Russian President Vladimir Putin's spokesman, Dmitry Peskov, told the Russian News Service radio station that any talk about imposing new sanctions on Russia or arming the Ukraine government would destabilize the situation.
On February 9, Obama said after talks with Merkel in Washington that he was looking into the option of sending lethal defensive weapons to Kyiv "if diplomacy fails."
Meanwhile, fighting has surged in eastern Ukraine as government forces and pro-Russian rebels try to make gains ahead of the tentative summit.
Officials said separatists rebels fired rockets on a key military base and a residential area in the eastern city of Kramatorsk, killing at least 15 civilians and wounding more than 60.
The Kyiv-controlled Donetsk regional administration said the rockets were fired from the separatist-held area of Horlivka, which is about 50 kilometers from Kramatorsk.
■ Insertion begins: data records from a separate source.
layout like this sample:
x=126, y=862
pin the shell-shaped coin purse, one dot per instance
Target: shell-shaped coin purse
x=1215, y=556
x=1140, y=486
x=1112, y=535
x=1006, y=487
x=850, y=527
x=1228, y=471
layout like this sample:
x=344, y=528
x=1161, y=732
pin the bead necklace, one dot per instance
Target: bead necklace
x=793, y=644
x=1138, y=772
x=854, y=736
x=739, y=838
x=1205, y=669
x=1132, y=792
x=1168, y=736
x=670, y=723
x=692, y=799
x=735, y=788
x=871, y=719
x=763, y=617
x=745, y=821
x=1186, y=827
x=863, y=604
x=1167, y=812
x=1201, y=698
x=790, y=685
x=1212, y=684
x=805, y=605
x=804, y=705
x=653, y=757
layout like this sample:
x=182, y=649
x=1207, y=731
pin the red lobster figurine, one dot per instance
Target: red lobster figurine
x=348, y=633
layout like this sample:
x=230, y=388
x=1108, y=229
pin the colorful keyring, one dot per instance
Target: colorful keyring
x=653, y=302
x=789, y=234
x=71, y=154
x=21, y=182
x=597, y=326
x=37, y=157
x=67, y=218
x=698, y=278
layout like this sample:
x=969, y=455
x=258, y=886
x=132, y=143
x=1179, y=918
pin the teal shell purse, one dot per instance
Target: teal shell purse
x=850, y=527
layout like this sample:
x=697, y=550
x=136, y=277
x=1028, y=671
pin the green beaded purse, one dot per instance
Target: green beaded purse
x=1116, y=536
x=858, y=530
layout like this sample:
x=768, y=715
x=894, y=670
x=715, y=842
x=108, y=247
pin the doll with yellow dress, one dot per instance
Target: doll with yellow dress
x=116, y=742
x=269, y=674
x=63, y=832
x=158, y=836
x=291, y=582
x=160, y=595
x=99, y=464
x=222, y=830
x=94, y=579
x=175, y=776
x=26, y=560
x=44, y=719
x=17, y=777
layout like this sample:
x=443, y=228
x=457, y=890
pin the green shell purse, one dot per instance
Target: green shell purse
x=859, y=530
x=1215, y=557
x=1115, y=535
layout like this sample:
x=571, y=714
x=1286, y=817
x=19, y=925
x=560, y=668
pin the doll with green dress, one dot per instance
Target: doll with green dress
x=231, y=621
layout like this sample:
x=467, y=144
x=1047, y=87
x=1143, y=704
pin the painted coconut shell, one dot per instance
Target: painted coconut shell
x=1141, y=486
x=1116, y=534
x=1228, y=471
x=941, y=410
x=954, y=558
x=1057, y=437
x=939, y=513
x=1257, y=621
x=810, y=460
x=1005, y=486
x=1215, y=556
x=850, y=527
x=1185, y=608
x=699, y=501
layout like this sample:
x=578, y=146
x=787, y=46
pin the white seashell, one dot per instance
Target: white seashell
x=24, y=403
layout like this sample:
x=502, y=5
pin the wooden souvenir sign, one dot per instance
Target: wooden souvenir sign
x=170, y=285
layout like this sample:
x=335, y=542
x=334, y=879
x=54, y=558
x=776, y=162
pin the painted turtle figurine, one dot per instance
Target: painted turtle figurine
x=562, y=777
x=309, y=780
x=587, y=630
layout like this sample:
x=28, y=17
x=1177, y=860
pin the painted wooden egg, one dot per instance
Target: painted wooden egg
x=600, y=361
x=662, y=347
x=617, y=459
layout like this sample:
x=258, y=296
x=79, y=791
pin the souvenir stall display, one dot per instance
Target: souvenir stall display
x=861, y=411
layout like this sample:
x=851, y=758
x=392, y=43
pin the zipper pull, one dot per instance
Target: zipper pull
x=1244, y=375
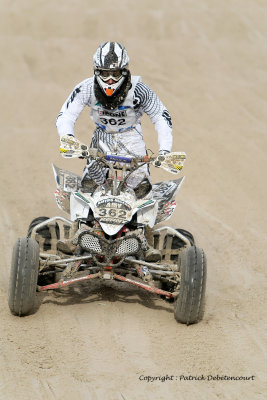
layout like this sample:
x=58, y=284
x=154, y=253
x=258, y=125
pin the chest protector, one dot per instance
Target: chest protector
x=120, y=119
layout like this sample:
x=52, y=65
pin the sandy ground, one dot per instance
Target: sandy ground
x=207, y=60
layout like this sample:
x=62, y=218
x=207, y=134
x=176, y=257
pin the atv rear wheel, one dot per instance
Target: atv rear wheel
x=189, y=306
x=23, y=276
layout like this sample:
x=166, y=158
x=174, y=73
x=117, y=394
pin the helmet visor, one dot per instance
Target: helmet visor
x=106, y=74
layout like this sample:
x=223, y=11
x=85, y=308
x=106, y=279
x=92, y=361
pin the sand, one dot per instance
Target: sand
x=207, y=61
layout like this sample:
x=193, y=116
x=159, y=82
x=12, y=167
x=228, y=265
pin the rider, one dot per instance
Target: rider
x=117, y=101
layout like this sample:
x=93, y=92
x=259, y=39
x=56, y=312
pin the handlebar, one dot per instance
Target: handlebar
x=116, y=158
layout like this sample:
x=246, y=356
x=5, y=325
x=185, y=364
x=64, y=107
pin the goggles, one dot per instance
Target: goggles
x=115, y=74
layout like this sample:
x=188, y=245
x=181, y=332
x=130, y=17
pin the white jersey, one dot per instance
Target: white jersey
x=118, y=129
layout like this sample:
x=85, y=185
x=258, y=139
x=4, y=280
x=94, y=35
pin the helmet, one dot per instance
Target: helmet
x=111, y=62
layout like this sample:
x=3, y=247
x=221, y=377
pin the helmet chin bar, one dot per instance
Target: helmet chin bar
x=109, y=90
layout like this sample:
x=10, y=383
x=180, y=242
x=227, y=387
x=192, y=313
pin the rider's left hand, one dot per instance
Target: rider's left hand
x=160, y=157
But Eduard Basurin, a self-proclaimed separatist defense official, said the rebels "did not strike Kramatorsk" and contended that it was out of their range.
Ukraine's volunteer Azov Battalion said on social media on February 10 that it had captured several villages northeast of Mariupol, pushing Russian-backed separatists away from the strategic Azov Sea port city.
On February 9, rebel military spokesman Eduard Basurin said separatist forces had surrounded the strategic town of Debaltseve, site of a railway hub, cutting it off from a major highway.
Most of Debaltseve's 25,000 residents have been evacuated.
Government-controlled Debaltseve which straddles a transport junction between the rebel-held provincial capitals of Donetsk and Luhansk, has been the scene of fierce fighting in recent weeks.